Color doesn’t tell you whether the period was “good” or “bad” in a larger sense. A red candle that closes higher than the prior day’s close is still a red candle. A green candle that barely closes above its open, even while covering significant ground on the downside intraday, is still a green candle.

Color also says nothing about magnitude unless the body is also large. A one-tick green candle and a massive bullish engulfing candle are both green. The body size is what carries the information about force.

This is why reading wicks alongside color matters. A large red body with almost no wicks tells a different story than a red candle with a long lower wick. The first says sellers dominated start to finish. The second says sellers tried, buyers pushed back hard, and the close was still below the open: a mixed session with interesting dynamics.

Practical Implications

When scanning charts, train yourself to read candles as sentences, not just colors. Ask: where did the period end relative to where it started (body), and where did price reach that it couldn’t hold (wicks)?

A cluster of candles with consistently long upper wicks near the same price level suggests resistance: sellers are consistently showing up at that level.
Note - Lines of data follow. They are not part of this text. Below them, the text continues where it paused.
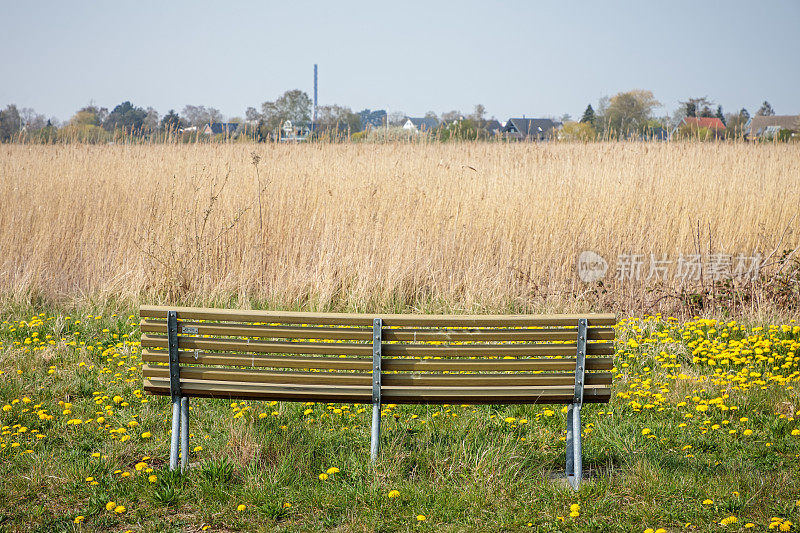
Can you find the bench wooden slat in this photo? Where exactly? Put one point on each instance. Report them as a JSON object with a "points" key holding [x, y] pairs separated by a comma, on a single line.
{"points": [[357, 319], [389, 350], [365, 334], [391, 394], [388, 364], [350, 378]]}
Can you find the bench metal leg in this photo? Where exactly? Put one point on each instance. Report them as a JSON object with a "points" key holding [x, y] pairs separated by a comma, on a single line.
{"points": [[574, 462], [377, 356], [176, 428], [184, 433], [375, 440]]}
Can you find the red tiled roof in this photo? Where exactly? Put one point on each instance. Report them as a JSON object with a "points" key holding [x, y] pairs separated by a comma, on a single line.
{"points": [[711, 123]]}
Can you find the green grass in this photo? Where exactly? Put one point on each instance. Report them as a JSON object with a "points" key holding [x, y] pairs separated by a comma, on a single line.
{"points": [[464, 468]]}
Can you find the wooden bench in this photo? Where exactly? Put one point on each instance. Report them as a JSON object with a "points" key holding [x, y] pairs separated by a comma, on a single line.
{"points": [[381, 358]]}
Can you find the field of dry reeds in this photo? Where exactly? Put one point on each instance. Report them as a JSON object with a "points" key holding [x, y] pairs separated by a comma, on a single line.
{"points": [[493, 227]]}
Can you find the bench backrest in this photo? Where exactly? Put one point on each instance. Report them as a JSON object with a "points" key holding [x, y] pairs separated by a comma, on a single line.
{"points": [[328, 357]]}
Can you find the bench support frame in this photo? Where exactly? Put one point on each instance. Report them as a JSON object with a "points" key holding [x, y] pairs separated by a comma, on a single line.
{"points": [[574, 462], [377, 356], [180, 403]]}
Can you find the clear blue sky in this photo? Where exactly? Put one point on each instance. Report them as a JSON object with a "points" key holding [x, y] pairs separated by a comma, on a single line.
{"points": [[515, 58]]}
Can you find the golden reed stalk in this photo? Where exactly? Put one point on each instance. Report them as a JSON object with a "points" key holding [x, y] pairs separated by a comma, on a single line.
{"points": [[472, 226]]}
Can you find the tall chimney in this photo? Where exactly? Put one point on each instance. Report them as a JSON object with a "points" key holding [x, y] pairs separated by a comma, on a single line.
{"points": [[315, 93]]}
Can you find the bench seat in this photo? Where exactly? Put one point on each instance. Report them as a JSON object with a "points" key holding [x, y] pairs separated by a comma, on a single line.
{"points": [[378, 358]]}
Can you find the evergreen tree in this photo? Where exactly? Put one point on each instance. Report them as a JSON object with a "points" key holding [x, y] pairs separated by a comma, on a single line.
{"points": [[766, 110], [588, 115], [171, 121]]}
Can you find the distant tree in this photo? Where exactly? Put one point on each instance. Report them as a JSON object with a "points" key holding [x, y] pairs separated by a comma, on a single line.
{"points": [[462, 130], [32, 120], [294, 105], [252, 114], [450, 116], [577, 131], [765, 110], [696, 107], [588, 115], [171, 121], [706, 112], [338, 117], [125, 117], [151, 119], [90, 115], [397, 118], [199, 115], [629, 112], [735, 124], [478, 113], [10, 123]]}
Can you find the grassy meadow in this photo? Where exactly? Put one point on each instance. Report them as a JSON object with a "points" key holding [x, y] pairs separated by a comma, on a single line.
{"points": [[702, 432]]}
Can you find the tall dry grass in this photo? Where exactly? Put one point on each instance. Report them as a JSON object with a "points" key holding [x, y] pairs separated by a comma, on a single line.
{"points": [[463, 226]]}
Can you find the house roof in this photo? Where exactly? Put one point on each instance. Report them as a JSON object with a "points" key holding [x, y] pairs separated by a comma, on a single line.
{"points": [[757, 125], [491, 125], [424, 123], [712, 123], [375, 118], [529, 126], [222, 127], [655, 134]]}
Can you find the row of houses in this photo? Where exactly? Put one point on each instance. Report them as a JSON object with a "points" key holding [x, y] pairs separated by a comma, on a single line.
{"points": [[537, 129], [523, 129], [757, 127]]}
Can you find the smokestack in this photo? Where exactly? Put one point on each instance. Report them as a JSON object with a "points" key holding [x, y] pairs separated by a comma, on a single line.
{"points": [[315, 93]]}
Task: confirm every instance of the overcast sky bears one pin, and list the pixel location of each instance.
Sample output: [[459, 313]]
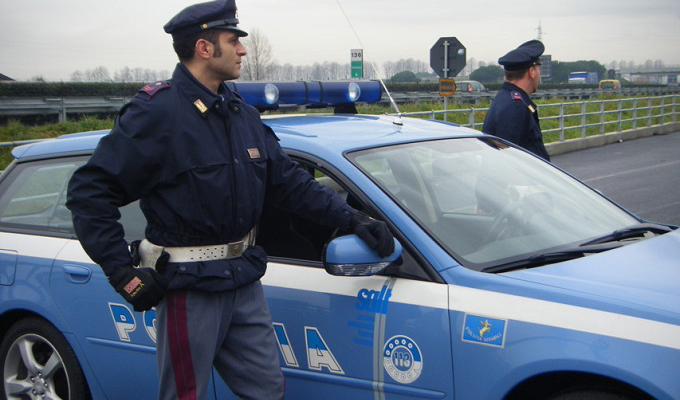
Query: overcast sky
[[53, 38]]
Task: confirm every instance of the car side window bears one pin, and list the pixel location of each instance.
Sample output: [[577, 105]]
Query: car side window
[[33, 198], [286, 235]]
A cluster with long lower wicks suggests support: buyers keep defending that zone.

These observations don’t give you certainty. They give you context for what subsequent price action might mean.

Common Misconceptions

“A green candle means price went up.” Not necessarily. A green candle means the close was above the open for that specific time period. If the prior close was higher, you could have a green candle on a down day.

“Red candles are bad.” In a downtrend you’d expect red candles. What matters is context: where the candle forms, what precedes it, what the wicks look like, and how it fits into the pattern around it.

“Wicks are noise.” This is one of the more costly misreads. Wicks show you where price went and failed to hold. They represent real trades, real pressure, and often real information about where participants are active. A string of long upper wicks near resistance isn’t noise: it’s a signal.

“The close is what matters, not the wicks.” The close matters most for many indicators, but the wicks tell you about the path. Two candles with identical opens and closes can have very different stories depending on their wick structure.

Key Takeaways

  • Each candlestick encodes four prices: Open, High, Low, and Close. All are readable directly from the candle’s shape.
  • The body spans Open to Close; color shows which was higher (green = close above open, red = close below open).
  • Upper wicks show rejected highs; lower wicks show rejected lows; both carry information about where the opposing side pushed back.
  • A long upper wick near resistance is a bearish signal; a long lower wick near support is a bullish signal.
  • Color is binary, not a measure of magnitude; body size and wick length carry the force of the move.